They find Elise’s purple shirt in the late afternoon and Grace has to be sedated. At nightfall, the troopers urge us to go to a motel. Edward hasn’t returned, but we’ve been assured he’s not in custody and we can pick him up tomorrow. In the Cadillac, I follow a squad car down the highway to a building that resembles a long adobe hut with a blue neon sign mounted on top. James lets me undress and bathe him, but Grace won’t let me touch her. She cradles James in the other bed with her back to me and they fall asleep. Hugh undresses automatically and stretches out on the cot at the foot of both beds. He doesn’t sleep, but he pretends, so I leave him be.
The room is nearly bare, with a telephone between the two double beds and a cheap radio. I rummage through the Cadillac to see if Edward left any beer, then buy some from the motel owner. The beer, a strange brand, tastes bitter and delicious when I swig it from the can. I dial Clyde in Des Moines and am disappointed when I get him. He sounds like sleep and phlegm.
“We lost Elise,” I tell Clyde, without preamble. He asks the normal series of concerned questions—where, how, when, what chance. I tell him about Edward being taken in.
“No chance he…?”
“None.”
He falls silent.
“What?”
“You sound…all right.”
“I’m tired.”
“I wish I’d come with you.”
Clyde had mentioned the idea of he and I following Edward to California in his car, but that seemed more ridiculous than playing house.
“I’ll be back soon.”
“Will you?”
I tell him I have to go and switch off the bedside lamp.
During a light sleep, I feel a weight beside me. Grace sits on the edge of my bed smoking, her eyes bright and undrugged. The receiver is pressed to her ear and ringing but whoever she’s calling won’t answer.
“Goddamn you,” she says, and sets the receiver in its cradle.
I lift my hand and run it along her back but her spine arcs away from me. She walks to the window and pulls back the curtains I closed. The view is toward the highway and the desert on the other side. Light from the motel sign makes the broken bottles in the parking lot glow ice-blue. The same cold neon silhouettes Grace in the window, holding her there, away from me. She pulls open the rusty window frame and lets in cold, fresh air. In her nightdress, she looks like the child who once begged me to notice her lonesomeness—bare white feet, black hair falling between the blades of her hunched shoulders, a wan cheek turned halfway toward me—only to rebuff me when I tried to give any comfort. I kick away the blankets and stand next to her at the window, careful not to brush against her.

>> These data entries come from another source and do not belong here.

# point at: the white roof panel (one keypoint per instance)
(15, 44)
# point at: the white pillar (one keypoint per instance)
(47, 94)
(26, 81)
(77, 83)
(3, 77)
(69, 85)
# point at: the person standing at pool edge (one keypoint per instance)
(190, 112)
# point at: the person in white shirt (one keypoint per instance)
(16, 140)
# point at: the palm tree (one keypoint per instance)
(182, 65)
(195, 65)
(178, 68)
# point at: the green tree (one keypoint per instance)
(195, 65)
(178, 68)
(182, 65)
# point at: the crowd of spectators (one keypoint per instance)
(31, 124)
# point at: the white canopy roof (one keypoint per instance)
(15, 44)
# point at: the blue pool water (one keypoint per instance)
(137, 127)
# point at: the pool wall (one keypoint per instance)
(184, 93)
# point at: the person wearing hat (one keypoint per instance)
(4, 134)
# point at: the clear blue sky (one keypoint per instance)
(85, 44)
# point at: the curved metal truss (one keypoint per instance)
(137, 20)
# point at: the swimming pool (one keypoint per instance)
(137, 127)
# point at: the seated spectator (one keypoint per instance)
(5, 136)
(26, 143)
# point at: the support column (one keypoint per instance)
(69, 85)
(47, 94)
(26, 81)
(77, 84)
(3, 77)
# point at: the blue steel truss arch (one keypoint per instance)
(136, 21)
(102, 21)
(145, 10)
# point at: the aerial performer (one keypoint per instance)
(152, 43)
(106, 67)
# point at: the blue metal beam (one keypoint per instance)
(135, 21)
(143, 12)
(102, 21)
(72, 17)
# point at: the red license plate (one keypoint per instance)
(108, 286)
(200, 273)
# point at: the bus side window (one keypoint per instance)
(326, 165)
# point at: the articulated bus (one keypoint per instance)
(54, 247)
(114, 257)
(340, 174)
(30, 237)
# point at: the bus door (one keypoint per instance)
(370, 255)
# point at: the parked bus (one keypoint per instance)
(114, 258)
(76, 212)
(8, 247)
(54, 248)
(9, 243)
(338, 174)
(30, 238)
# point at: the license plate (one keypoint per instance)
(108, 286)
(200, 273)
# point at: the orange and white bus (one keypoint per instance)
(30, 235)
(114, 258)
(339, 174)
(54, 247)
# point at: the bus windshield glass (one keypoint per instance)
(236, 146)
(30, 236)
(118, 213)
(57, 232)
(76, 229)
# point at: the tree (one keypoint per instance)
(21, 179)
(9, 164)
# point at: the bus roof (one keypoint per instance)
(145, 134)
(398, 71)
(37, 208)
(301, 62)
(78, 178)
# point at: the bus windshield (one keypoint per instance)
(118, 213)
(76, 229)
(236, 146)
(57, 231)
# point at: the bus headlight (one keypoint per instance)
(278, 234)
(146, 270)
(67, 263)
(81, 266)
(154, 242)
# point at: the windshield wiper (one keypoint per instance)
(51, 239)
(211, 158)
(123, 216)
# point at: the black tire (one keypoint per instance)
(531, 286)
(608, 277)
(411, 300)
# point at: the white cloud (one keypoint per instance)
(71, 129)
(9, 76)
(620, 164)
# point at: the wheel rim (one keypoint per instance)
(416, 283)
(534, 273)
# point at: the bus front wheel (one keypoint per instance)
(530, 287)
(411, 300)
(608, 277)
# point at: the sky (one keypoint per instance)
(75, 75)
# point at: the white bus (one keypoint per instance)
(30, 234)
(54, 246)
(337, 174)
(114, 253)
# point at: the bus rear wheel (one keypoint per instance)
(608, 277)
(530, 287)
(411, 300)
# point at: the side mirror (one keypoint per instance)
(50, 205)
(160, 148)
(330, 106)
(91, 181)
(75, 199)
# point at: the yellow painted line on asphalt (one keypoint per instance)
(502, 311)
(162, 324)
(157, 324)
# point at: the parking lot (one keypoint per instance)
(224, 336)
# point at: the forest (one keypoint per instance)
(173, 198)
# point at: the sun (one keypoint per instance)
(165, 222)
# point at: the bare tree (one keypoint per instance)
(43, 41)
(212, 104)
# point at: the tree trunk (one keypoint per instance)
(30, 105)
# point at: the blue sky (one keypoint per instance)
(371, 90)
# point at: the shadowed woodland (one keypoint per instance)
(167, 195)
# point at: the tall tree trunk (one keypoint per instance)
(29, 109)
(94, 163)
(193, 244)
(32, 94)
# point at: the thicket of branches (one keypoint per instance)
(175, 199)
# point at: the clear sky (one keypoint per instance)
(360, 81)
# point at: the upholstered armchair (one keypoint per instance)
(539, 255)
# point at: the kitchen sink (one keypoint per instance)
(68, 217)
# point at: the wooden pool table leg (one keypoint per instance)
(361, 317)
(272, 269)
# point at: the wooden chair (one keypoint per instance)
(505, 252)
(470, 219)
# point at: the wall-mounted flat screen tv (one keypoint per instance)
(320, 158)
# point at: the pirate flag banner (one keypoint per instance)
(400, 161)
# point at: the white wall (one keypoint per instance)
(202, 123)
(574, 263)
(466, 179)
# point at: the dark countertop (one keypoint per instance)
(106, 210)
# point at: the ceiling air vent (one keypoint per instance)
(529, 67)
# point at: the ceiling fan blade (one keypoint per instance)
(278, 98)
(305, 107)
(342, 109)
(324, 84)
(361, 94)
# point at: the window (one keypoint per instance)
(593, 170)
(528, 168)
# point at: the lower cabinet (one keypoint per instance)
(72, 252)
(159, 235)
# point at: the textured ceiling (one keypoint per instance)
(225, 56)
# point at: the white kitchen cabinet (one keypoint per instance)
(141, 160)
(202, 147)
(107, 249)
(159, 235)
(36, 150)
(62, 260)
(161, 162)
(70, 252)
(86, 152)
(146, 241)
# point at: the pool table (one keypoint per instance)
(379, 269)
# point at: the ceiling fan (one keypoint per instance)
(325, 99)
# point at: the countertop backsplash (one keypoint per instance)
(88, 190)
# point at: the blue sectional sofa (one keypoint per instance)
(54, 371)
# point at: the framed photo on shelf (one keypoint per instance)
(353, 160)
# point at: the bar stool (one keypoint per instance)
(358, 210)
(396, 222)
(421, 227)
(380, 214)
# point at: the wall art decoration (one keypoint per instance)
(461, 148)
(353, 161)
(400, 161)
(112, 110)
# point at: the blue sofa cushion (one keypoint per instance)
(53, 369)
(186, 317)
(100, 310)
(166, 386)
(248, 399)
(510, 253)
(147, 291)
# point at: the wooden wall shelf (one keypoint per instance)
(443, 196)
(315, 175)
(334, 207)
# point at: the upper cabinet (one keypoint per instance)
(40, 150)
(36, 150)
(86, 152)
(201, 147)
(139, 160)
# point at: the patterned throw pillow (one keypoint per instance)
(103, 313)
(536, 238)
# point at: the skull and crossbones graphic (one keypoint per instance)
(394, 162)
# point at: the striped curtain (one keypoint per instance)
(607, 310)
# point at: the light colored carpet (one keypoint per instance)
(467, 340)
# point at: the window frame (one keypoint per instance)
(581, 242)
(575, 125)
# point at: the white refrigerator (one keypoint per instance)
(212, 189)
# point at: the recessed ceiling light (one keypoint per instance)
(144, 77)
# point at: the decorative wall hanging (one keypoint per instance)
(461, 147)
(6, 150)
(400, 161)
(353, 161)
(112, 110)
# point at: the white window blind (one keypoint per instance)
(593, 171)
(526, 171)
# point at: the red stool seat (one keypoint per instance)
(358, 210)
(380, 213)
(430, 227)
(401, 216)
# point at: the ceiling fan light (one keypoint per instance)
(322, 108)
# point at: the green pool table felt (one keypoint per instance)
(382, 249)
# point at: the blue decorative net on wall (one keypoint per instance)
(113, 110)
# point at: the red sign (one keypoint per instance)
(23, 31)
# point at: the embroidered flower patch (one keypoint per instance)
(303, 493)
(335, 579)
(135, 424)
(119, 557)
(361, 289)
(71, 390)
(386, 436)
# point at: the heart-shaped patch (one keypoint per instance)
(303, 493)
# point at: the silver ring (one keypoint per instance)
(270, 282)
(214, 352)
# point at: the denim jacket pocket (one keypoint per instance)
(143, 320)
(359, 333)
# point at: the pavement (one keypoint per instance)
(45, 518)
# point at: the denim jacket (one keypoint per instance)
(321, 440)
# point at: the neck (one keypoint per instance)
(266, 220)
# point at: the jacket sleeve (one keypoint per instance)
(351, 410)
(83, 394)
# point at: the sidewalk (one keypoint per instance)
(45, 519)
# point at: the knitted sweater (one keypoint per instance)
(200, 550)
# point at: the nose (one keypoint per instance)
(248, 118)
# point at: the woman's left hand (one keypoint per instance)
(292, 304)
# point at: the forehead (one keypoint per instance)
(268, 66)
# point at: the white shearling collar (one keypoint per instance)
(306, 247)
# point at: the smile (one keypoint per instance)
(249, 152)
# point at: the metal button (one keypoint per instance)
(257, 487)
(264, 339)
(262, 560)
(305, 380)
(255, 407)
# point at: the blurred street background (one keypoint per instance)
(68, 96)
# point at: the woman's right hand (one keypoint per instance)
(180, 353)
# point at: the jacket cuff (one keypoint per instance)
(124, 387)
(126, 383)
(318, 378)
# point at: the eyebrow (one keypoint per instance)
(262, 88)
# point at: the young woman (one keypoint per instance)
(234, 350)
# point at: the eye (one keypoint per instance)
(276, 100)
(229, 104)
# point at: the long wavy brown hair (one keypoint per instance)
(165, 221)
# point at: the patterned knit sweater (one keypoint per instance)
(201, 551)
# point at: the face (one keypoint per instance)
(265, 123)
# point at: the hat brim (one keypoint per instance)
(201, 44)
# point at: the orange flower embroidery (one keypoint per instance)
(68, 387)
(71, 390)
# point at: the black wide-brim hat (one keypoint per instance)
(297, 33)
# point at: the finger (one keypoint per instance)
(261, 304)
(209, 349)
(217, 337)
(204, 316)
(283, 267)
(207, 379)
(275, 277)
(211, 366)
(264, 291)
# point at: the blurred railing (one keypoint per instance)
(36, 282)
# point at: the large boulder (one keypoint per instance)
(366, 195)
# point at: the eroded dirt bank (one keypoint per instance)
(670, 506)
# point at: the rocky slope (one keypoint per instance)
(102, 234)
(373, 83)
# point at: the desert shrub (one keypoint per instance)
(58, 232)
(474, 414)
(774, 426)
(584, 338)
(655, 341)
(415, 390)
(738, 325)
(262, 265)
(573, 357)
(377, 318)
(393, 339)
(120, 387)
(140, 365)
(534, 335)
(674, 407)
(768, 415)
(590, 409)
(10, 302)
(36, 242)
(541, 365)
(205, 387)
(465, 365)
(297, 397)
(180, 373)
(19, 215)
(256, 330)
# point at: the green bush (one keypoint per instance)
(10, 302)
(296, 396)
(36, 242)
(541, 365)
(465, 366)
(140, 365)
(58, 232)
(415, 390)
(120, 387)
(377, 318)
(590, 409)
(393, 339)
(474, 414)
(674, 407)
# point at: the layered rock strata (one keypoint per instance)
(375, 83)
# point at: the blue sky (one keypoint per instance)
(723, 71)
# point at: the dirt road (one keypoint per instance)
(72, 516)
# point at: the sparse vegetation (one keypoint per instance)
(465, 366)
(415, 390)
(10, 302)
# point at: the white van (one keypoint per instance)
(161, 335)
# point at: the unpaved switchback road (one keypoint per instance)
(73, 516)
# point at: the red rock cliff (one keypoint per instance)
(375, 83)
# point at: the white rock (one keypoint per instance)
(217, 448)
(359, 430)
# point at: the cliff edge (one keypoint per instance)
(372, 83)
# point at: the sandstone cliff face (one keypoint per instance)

“I don’t remember being her age,” she says.
“You were smart. You liked to read, always.”
“I’m trying to think what it’s like to be her, but I can’t. I’m saying I don’t remember myself, but that’s not all of it. I don’t know her. Not well.”
“No.”
“And you do. You think you do.”
“Yes.”
“She’s like you, that’s what you think. Look where that got her.”
A flush rises in my body and drives away the cold breeze. I have the urge to slap Grace, but I return to bed and leave my daughter to her useless vigil alone. Sleep comes to me instantly, but I’m awake again at dawn, listening to Grace and the boys breathe and whimper. If Elise were here, I would wake her. We would get into the Cadillac and drive until we found a restaurant with a pile of doughnuts on a glass pedestal near the register. In a booth, I would tell her her favorite story of mine.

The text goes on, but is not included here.